EarShot New York Philharmonic Biennial New Music ReadingsComposer and pianist Wang Lu (b. 1982) was born in Xi’an, the ancient capital of China. Being brought up in a musical family with strong Chinese opera and folk music traditions, her works reflect a very natural identification with those influences, through the prism of contemporary instrumental techniques and new sonic possibilities.

Wang Lu’s works for a variety of Western and Chinese ensembles and orchestras have been performed internationally, by ensembles including the Minnesota Orchestra, American Composers Orchestra, Ensemble Intercontemporain, Ensemble Modern, Orchestre National de Lille, Holland Symfonia, Shanghai National Chinese Orchestra, Taipei Chinese Orchestra, Albany Symphony, Musiques Nouvelles (Belgium), Le Nouvel Ensemble Moderne (Montreal), Phoenix Ensemble (Basel), Beijing New Music Ensemble, the International Contemporary Ensemble, Argento, Momenta Quartet, Columbia University Jazz Band, the Janus Trio, So Percussion, Ensemble Pamplemouse and counter(induction, among others.

She has participated in festivals such as the Cresc Biennale in Frankfurt for new music (2013), Gaudeamus Music Week (2010 finalist), Tanglewood Music Center (2009), Cabrillo Music Festival (2010), Pacific Music Festival (2008), Takefu International Music Festival (2010), Centre Acanthes (2007), Bowling Green New Music Festival (2007), and the Beijing Modern (2004).

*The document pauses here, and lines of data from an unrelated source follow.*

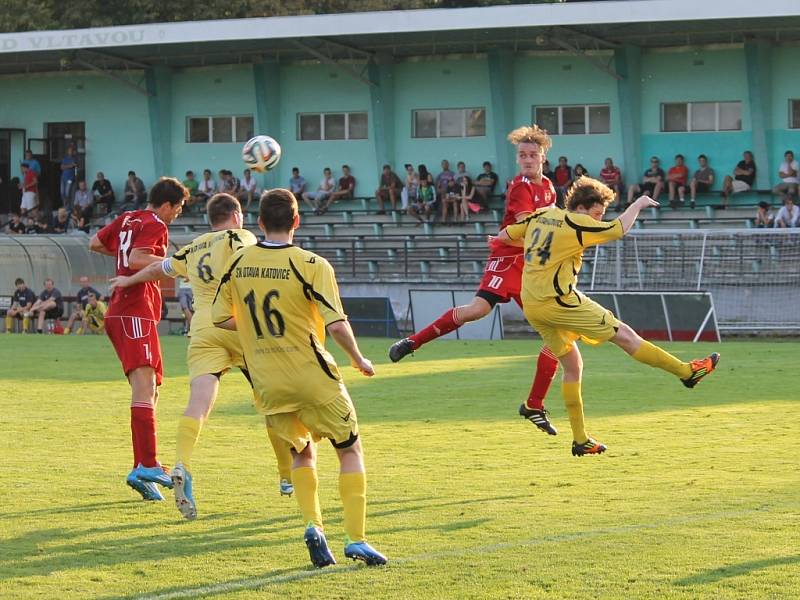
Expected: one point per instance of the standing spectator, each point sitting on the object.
(103, 192)
(388, 189)
(677, 178)
(789, 172)
(346, 189)
(30, 190)
(325, 189)
(69, 174)
(652, 182)
(50, 304)
(788, 216)
(563, 179)
(21, 306)
(62, 221)
(32, 163)
(764, 215)
(135, 192)
(743, 177)
(444, 180)
(485, 184)
(612, 177)
(82, 297)
(248, 189)
(702, 180)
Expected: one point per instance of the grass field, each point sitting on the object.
(697, 497)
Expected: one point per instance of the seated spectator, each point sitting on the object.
(677, 178)
(248, 189)
(21, 306)
(50, 304)
(30, 190)
(82, 296)
(764, 215)
(421, 206)
(485, 184)
(563, 179)
(103, 192)
(652, 182)
(135, 194)
(346, 189)
(388, 189)
(789, 172)
(62, 222)
(325, 189)
(297, 184)
(702, 180)
(444, 180)
(743, 177)
(94, 315)
(612, 177)
(15, 225)
(788, 216)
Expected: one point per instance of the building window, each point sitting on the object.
(449, 122)
(579, 119)
(701, 116)
(332, 126)
(219, 130)
(794, 114)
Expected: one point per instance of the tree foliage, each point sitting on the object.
(30, 15)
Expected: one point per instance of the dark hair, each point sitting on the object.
(221, 207)
(278, 210)
(167, 189)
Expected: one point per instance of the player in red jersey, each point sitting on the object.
(529, 191)
(136, 239)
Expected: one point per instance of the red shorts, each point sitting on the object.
(502, 279)
(136, 343)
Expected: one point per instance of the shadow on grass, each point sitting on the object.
(745, 568)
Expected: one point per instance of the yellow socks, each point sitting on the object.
(283, 455)
(572, 401)
(305, 489)
(353, 490)
(188, 432)
(661, 359)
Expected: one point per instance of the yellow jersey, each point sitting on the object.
(202, 262)
(282, 298)
(554, 243)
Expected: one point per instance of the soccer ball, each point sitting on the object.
(261, 153)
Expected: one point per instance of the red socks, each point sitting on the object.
(143, 430)
(442, 326)
(546, 368)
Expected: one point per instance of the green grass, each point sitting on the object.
(697, 496)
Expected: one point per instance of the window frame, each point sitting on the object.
(322, 115)
(716, 103)
(464, 113)
(210, 123)
(586, 112)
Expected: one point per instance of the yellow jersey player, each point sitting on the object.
(94, 314)
(281, 299)
(554, 241)
(212, 352)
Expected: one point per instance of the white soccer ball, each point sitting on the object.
(261, 153)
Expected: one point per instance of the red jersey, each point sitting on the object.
(136, 229)
(523, 196)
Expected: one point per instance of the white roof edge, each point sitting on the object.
(493, 17)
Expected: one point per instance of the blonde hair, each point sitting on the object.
(531, 134)
(587, 192)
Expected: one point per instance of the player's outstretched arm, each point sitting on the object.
(342, 334)
(628, 218)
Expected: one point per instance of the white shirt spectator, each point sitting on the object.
(786, 167)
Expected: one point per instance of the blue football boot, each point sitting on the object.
(182, 486)
(318, 547)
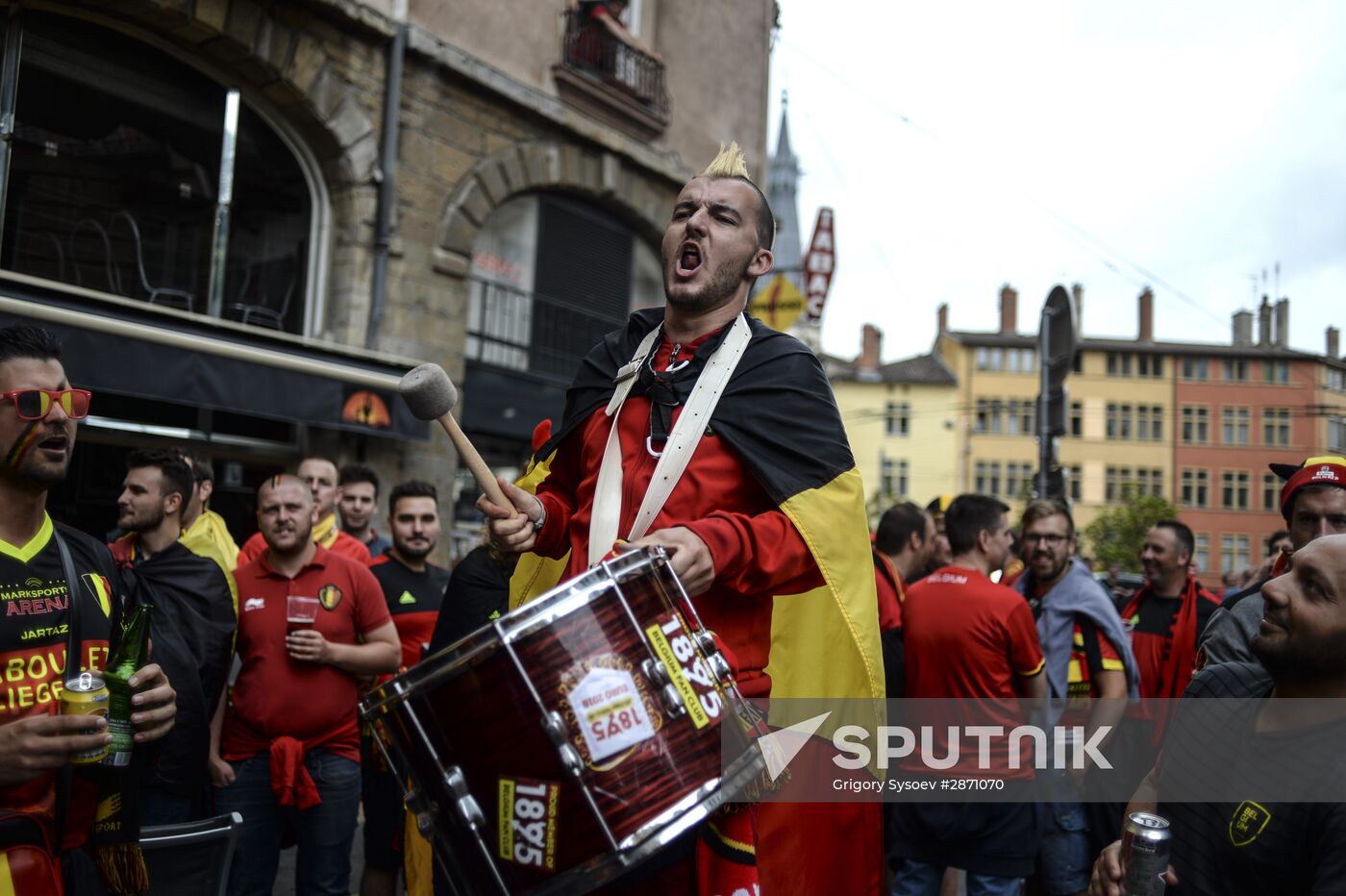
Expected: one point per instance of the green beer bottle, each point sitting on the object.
(132, 653)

She won the first prize at Le Nouvel Ensemble Moderne’s Young Composers Forum in 2010 and shared the Tactus International Young Composers Orchestra Forum Award in 2008. She was selected for a Tremplin commission by IRCAM/Ensemble Intercontemporain in 2010, the International Composition Seminar with the Ensemble Modern in 2012, and has also received two ASCAP Morton Gould awards.

She received her doctoral degree in composition at Columbia University in 2012, after graduating with highest honors from the Beijing Central Conservatory of Music in 2005. Her composition teachers have included Fred Lerdahl, Tristan Murail, George Lewis, and Chou-Wen Chung.

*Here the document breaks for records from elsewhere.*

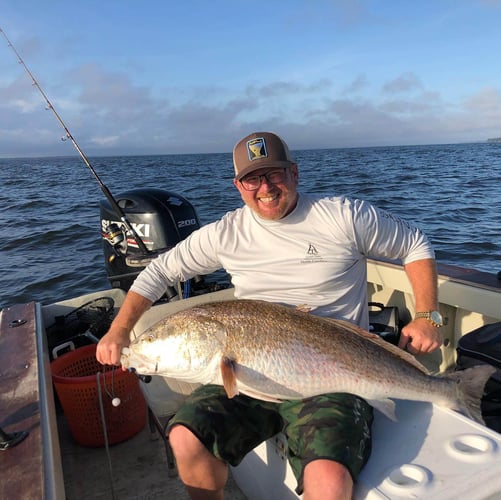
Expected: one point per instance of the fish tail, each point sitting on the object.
(470, 384)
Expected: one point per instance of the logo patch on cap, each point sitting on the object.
(257, 148)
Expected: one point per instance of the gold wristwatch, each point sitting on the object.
(434, 317)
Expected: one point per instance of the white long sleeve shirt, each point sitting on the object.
(314, 257)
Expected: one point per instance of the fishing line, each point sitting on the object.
(120, 213)
(105, 433)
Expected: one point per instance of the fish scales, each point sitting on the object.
(275, 352)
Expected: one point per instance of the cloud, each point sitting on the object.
(109, 114)
(404, 83)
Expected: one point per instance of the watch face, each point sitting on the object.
(436, 317)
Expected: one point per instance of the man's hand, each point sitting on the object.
(110, 346)
(420, 337)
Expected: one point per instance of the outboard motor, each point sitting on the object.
(160, 218)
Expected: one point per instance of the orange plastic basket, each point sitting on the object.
(75, 378)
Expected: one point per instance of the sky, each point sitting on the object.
(195, 76)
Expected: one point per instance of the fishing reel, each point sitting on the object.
(116, 237)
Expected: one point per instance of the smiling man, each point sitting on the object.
(296, 249)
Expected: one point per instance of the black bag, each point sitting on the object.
(384, 321)
(483, 346)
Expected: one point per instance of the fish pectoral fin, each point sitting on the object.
(229, 377)
(385, 406)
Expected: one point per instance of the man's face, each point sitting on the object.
(271, 201)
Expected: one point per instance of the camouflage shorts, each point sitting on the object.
(330, 426)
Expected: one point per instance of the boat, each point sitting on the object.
(428, 452)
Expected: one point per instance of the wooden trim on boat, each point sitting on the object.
(28, 469)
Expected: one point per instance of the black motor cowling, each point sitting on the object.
(160, 218)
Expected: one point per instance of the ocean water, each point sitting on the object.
(50, 241)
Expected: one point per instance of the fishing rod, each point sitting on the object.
(120, 213)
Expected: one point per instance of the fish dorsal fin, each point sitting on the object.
(376, 339)
(229, 377)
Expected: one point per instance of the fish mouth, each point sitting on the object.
(131, 361)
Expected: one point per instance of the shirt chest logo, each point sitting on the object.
(312, 255)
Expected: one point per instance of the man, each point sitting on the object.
(287, 247)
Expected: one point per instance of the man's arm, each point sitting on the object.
(420, 336)
(110, 346)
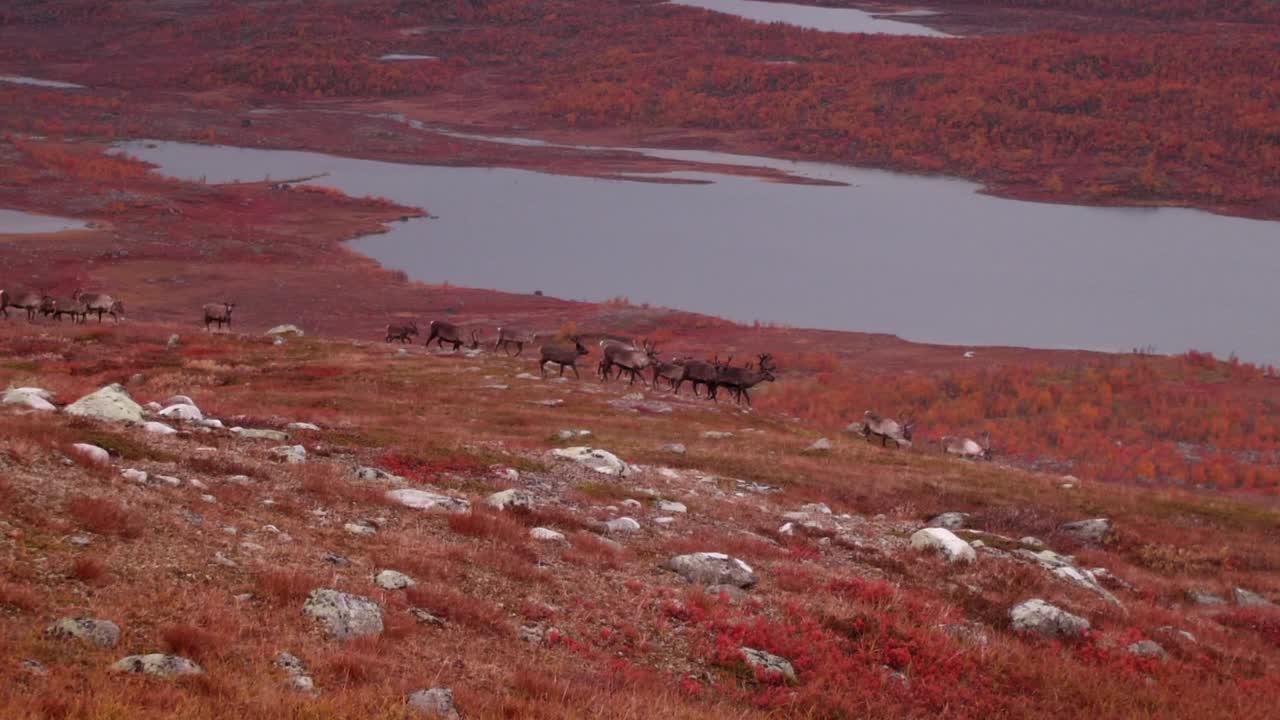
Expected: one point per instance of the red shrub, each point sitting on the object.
(105, 516)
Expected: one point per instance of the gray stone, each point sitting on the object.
(344, 615)
(1249, 598)
(158, 664)
(425, 500)
(1087, 531)
(183, 411)
(103, 633)
(511, 500)
(393, 580)
(950, 520)
(599, 460)
(92, 452)
(712, 569)
(769, 665)
(110, 404)
(942, 541)
(434, 702)
(289, 454)
(1041, 618)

Scenes From the Bosco Sacro:

An hour’s drive outside of Rome, in Northern Lazio, there is a wondrous and bizarre Mannerist garden complex, the Bosco Sacro (Sacred Grove), otherwise known as the Bosco dei Mostri (Park of the Monsters). Lofty trees blot out the sky and sun, while towering phantasmagoric stone sculptures, familiar creatures from ancient mythology and history like Pegasus, Cerberus, and Hannibal’s elephant as well as various creatures (a turtle, a dragon, and others) surprise and astonish the visitor wandering randomly along a winding path.

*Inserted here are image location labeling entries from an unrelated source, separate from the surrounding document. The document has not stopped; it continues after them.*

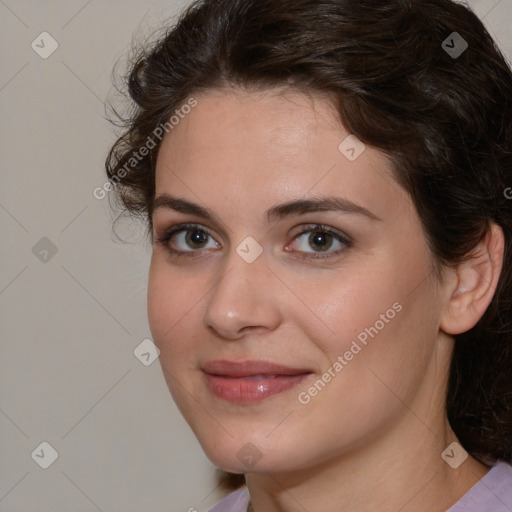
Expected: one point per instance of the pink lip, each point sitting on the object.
(250, 381)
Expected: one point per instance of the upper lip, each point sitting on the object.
(250, 368)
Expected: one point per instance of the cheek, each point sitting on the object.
(171, 301)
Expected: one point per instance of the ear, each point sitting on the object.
(470, 287)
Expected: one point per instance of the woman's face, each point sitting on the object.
(348, 311)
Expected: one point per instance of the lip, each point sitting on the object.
(251, 381)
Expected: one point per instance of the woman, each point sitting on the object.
(327, 188)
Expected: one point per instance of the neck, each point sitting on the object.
(400, 472)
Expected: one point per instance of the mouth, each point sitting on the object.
(251, 381)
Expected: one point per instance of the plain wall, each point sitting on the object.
(72, 320)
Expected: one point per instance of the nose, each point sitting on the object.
(245, 298)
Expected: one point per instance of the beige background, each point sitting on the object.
(70, 324)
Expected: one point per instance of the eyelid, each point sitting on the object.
(164, 237)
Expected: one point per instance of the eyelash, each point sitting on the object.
(165, 238)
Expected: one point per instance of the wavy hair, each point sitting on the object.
(391, 67)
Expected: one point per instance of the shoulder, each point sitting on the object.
(237, 501)
(492, 493)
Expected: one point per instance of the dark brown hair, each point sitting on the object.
(445, 121)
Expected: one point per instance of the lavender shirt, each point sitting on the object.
(493, 493)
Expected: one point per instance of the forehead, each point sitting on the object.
(275, 145)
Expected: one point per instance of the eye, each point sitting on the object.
(321, 239)
(188, 238)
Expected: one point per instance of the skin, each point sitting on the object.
(372, 438)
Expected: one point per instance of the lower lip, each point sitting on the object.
(246, 390)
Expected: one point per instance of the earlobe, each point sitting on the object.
(474, 284)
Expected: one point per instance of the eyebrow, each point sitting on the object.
(294, 207)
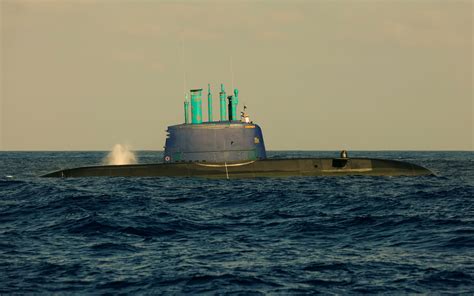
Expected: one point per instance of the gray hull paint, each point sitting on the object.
(251, 169)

The power of this unique 16th century invention takes on a weirdly humorous turn as a kind of amusement park for adults, even after centuries have passed. While we interact with the sculptures, experiencing the disorientation of a tilted house and walking through the mouth of Orcus, we end up at a miniature temple on a hilltop piazza, the site of a sacred ceremony. Here we leave the grotesque behind while we ponder the sadness of Vicino, who built the gardens after the loss of his beloved wife, Giulia Farnese. How did he intend for these figures to be monuments for his deceased wife? For the world she would be living in, or perhaps to confront his own fantasies and fears? The imaginings of a mythical afterlife? The madness of all thoughts that come with mourning?